Symfony2 Best Practices from the Trenches
The framework underpinning Drupal 8 is Symfony2, and whilst we are not yet using Drupal 8, we are exploring web development languages and frameworks in other areas, one of which is Symfony2. As Symfony2 uses OO, it’s also useful to see how design patterns such as Dependency Injection are applied outside the more familiar Java context.
This best practices covered in this session seem to have been discovered through the bitter experience of the engaging presenter, and many of them are applicable to other development frameworks. Topics covered included:
- proper use of dependency injection in Symfony2 and how this can allow better automated testing using mock DB classes;
- the importance of separation of concerns and emphasis on good use of the service layer, keeping Controllers ‘thin’;
- appropriate use of bundles to manage code;
- selection of a standard method of configuration to ensure clarity, readability and maintainability (XML, YAML and annotations can all be used to configure Symfony2);
- the importance of naming conventions;
- recommended use of Composer for development using any PHP framework, not just Symfony2.
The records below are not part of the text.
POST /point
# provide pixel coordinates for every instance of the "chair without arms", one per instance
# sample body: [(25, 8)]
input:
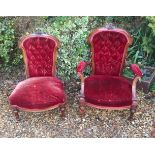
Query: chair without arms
[(106, 88), (42, 90)]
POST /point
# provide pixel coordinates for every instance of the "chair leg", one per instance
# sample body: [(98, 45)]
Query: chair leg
[(81, 110), (16, 113), (62, 111), (132, 111)]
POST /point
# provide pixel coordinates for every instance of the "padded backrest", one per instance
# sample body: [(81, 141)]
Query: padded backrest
[(39, 53), (109, 49)]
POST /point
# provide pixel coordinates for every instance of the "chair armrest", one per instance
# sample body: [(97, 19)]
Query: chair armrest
[(136, 70), (80, 69)]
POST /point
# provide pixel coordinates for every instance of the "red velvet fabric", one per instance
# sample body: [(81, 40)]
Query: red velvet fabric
[(81, 66), (110, 91), (39, 51), (108, 50), (38, 93), (136, 70)]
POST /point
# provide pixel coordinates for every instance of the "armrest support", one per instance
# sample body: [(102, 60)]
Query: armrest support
[(138, 74), (80, 69), (136, 70)]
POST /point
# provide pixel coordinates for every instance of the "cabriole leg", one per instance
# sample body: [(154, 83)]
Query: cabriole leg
[(16, 113), (81, 110), (62, 111), (132, 111)]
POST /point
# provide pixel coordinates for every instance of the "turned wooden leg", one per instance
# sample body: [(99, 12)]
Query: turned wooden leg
[(16, 113), (132, 111), (81, 110), (62, 111)]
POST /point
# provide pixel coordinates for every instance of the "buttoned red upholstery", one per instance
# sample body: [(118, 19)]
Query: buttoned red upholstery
[(106, 87), (110, 91), (38, 93), (39, 51), (42, 90), (108, 51)]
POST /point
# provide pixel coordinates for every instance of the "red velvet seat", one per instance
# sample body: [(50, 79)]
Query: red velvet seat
[(108, 91), (106, 87), (41, 90), (38, 93)]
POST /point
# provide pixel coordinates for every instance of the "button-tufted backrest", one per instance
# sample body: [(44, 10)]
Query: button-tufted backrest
[(39, 54), (109, 49)]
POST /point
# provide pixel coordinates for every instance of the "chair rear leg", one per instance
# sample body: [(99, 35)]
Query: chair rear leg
[(62, 111), (132, 111), (16, 113), (81, 110)]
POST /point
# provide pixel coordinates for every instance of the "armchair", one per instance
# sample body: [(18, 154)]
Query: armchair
[(42, 90), (106, 88)]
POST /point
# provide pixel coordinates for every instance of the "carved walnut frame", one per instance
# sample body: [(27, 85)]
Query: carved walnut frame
[(92, 65), (57, 45)]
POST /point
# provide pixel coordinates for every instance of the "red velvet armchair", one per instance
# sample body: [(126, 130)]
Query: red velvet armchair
[(42, 90), (106, 88)]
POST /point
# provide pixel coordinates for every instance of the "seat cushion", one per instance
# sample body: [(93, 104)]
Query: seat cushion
[(110, 91), (38, 93)]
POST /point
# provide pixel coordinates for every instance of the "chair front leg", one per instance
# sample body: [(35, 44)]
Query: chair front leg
[(134, 97), (16, 113), (62, 111)]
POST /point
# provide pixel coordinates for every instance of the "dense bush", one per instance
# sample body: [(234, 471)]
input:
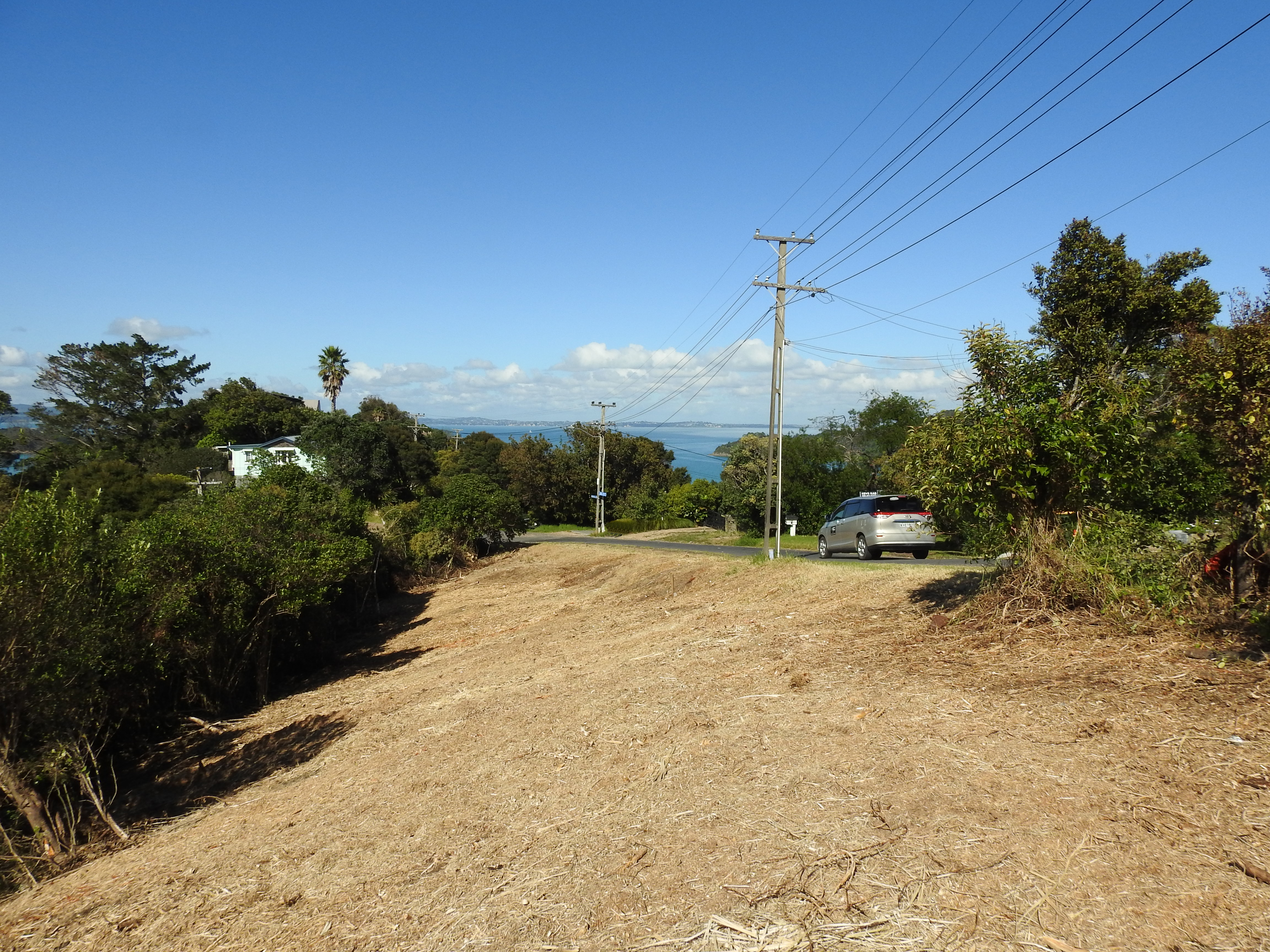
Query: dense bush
[(472, 516), (623, 527), (106, 621)]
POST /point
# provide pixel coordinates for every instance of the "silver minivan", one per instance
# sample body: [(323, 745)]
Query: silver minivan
[(873, 523)]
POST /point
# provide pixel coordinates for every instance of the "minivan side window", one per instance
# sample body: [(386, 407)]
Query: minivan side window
[(897, 504)]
I have attended two or three sessions which talk about Symfony2 at this conference as well as a talk on using Ember.js with headless Drupal. It’s interesting to note that whilst there are an increasing number of web development languages and tools to choose from, there are many conceptual aspects and best practices which converge across those languages and frameworks. In particular, the frequent reference to the MVC architecture pattern, especially in the context of frameworks using OO, demonstrates the universality of this particular approach across current web development languages and frameworks. What is also clear from this session is that standardisation of approach and separation of concerns are important in all web development, regardless of your flavour of framework.
The Future of HTML and CSS
This tech-heavy session looked at the past, present and future of the relationship between HTML and CSS, exploring where we are now and how we got here, and how things might change or develop in future. Beginning with a short history lesson in how CSS developed out of the need to separate structure from presentation to resolve cross-browser compatibility issues, the session continued with an exploration of advancements in CSS such as CSS selectors, pseudo classes, CSS Flexbox, etc. and finally moved on to briefly talk about whether the apparent move in a more programmatic direction means that CSS may soon no longer be truly and purely a presentational language.
There was way too much technical detail in this presentation to absorb in the allotted time, but it was an interesting overview of what is now possible with CSS and what may be possible in future. In terms of the philosophical discussion around whether programmatic elements in CSS are appropriate, I’m not sure I agree that this is necessarily a bad thing. It seems to me that as long as the ‘logic’ aspects of CSS are directed at presentation concerns and not business logic, there is no philosophical problem. The difficulty may then lie in identifying the line between presentation concerns and business concerns. At any rate, this is perhaps of less concern than the potential page load overhead produced by increasingly complex CSS!